"Most big problems won't be solved by individuals. Our joined-up approach makes a difference"
As I write this, the newspapers are full of reports of how Imperial’s COVID-19 vaccine will shortly start clinical trial. It is a welcome ray of hope, but long before testing began, the multidisciplinary Imperial Network for Vaccine Research had been preparing for a possible new pandemic.
The Network’s world-leading experts are at the forefront of every area relating to vaccine research, addressing knowledge gaps ranging from the extent to which particular infectious diseases affect people around the world, to how best to stimulate immunity using novel technologies and accelerate the licensing and uptake of vaccines.
It’s a perfect example of Imperial’s heterogeneity – and that’s the essence of my job: to cut across all research and enterprise and bring people together.
Today, the most interesting science and research happens at the boundaries and confluence of disciplines and approaches. There was a time when many people thought the best work came from a lone scholar working in the dark, thinking deep thoughts. But most big problems won’t be solved by individuals, they will be solved by people working collaboratively.
You need different backgrounds, viewpoints, disciplines. From AI to synthetic biology to space science – in all these fields, engineers need to work with medics, business experts and scientists to make strides.
Luckily, we’re not a traditional university, where everyone stays put in their departments. Instead, as the extensive work of the team of epidemiologists in the Abdul Latif Jameel Institute for Disease and Emergency Analytics (J-IDEA) has shown – mapping, predicting and advising on the spread of the COVID-19 pandemic – we can make a very real difference, both here in the UK and globally.
Each of the six global challenges we’ve defined has a dedicated institute that galvanises and focuses research. Our approach varies, from the top-down structures and institutes tackling the critical problems to the networks we encourage from the bottom up.
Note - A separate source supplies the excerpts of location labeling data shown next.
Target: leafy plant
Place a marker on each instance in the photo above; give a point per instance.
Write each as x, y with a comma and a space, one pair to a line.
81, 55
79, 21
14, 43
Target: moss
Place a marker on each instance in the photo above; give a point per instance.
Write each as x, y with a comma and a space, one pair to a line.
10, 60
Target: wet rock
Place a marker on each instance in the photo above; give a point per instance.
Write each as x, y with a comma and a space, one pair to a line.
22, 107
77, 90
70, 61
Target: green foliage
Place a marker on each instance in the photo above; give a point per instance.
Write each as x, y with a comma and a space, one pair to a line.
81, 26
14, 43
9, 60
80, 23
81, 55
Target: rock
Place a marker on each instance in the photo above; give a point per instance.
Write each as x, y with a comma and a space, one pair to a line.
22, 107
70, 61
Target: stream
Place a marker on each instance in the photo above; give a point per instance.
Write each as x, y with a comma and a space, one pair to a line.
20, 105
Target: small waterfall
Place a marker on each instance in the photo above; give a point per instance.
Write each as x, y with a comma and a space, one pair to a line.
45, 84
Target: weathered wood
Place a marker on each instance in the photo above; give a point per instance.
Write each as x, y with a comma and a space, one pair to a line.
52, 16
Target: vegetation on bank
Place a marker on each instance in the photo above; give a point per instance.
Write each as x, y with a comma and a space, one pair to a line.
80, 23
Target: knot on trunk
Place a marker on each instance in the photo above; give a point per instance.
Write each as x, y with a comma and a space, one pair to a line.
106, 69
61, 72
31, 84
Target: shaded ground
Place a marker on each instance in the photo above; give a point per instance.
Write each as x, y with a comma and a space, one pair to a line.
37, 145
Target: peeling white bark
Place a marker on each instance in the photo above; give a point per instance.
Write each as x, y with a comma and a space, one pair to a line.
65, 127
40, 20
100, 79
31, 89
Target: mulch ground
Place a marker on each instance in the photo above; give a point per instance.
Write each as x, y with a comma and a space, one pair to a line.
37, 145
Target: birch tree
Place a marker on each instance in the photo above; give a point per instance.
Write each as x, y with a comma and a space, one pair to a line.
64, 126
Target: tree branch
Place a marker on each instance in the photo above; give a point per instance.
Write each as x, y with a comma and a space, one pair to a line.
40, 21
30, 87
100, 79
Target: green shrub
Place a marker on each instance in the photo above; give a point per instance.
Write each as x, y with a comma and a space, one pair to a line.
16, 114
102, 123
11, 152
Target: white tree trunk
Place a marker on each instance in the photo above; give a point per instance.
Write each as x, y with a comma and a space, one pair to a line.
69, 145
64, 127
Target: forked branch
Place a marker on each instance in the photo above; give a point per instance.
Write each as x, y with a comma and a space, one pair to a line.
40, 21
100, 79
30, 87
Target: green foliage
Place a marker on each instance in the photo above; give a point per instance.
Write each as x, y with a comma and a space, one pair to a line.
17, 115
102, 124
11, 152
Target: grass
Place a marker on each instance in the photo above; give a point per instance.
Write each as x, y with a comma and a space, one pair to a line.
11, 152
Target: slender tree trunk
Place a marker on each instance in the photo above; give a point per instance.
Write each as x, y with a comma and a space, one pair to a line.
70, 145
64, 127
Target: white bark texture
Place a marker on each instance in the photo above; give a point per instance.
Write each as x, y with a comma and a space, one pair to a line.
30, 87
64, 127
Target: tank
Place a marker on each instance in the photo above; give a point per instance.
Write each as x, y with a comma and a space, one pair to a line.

We have six global challenge institutes, 20 centres of excellence that have secured a certain amount of funding and 26 networks of excellence – these are the smaller, less formal groups. Between them they cover anything from fintech to robotics to dementia research. One centre for healthcare technology has more than 100 PhD students. What they add is so much more than the sum of its parts.
If you Googled ‘food science at Imperial’ when I first joined Imperial four years ago, for instance, you might think we had no-one in this field. Yet through some excellent community building we have a strong presence across the different faculties in our Centre for Translational Nutrition and Food Research – from business academics looking at sugar tax, medics looking at nutrition, and scientists and engineers searching for methods of evaluating food values and consumption. These are often virtual rather than physical spaces – even the largest institute might be a few meeting rooms and a few staff. We use digital spaces to enable people to ‘bump into’ each other, and that’s very effective.
Having an impact is part of our founding charter. Our global institutes are intended to work on policy as well as research, and we expect great impact. For instance, Imperial scientists co-authored part of a report by the IPCC (Intergovernmental Panel on Climate Change) warning of the consequences of a rise in global temperatures above 1.5°C.
And when you’re just 20 minutes from Westminster it can be easier to have an impact – there are opportunities for politicians to pop in and answer questions, or get a feel for what we’re doing. And it helps, too, that I spent six years in government, as chief scientific adviser for national security. It means I understand how it functions, what the political drivers are, and what will and won’t work.
While AI is my area, if I had my time again I might look at the interface between engineering and medicine. So much can be done to help in terms of prevention of illness and looking after ourselves. Taking engineering and computing techniques and applying them to humans is fascinating.
Nick Jennings is Professor of Artificial Intelligence. In his role as Vice-Provost (Research and Enterprise), Professor Jennings develops enterprise strategy across the faculties of Engineering, Natural Sciences, Medicine and the Business School.